= DocWest =

Centre for production and research of documentary films

DocWest is the International Centre for Documentary and Experimental Film at the University of Westminster in London, founded in 2009. It hosts screenings, masterclasses, and conferences featuring documentary filmmakers. The centre is part of Westminster's Centre for Research and Education in Arts and Media (CREAM).

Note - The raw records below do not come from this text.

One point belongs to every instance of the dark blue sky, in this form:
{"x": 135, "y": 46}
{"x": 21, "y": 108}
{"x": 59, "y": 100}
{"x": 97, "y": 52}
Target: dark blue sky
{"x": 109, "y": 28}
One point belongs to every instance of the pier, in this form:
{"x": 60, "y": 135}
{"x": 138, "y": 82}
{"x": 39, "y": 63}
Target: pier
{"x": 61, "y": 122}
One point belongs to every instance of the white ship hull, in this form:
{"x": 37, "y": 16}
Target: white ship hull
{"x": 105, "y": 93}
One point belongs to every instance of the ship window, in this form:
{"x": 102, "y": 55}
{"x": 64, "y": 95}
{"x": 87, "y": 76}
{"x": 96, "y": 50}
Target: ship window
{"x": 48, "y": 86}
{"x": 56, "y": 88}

DocWest's activities include teaching, film production, and academic research, focusing on the historical development of documentary discourse and its relationship with art and politics. Areas of study include visual anthropology and human rights, arts documentary, and the documentary archive. DocWest also explores emerging forms such as interactive and web-based documentaries. DocWest offers theoretical and practice-based doctoral degrees covering a range of documentary contexts and traditions.

== Notable projects ==
Projects include the 2013 film The Act of Killing, the Arts on Film Archive, and the book Killer Images. The Act of Killing was directed by DocWest Professor Joram ten Brink and filmmaker Joshua Oppenheimer. The film was nominated for the Academy Award for Best Documentary in 2014. The Act of Killing was also named Film of the Year by The Guardian and The Sight and Sound Film Poll, and won 72 awards, including a European Film Award, a BAFTA, an Asia Pacific Screen Award, a Berlinale Audience Award, and the Guardian Film Award for Best Film.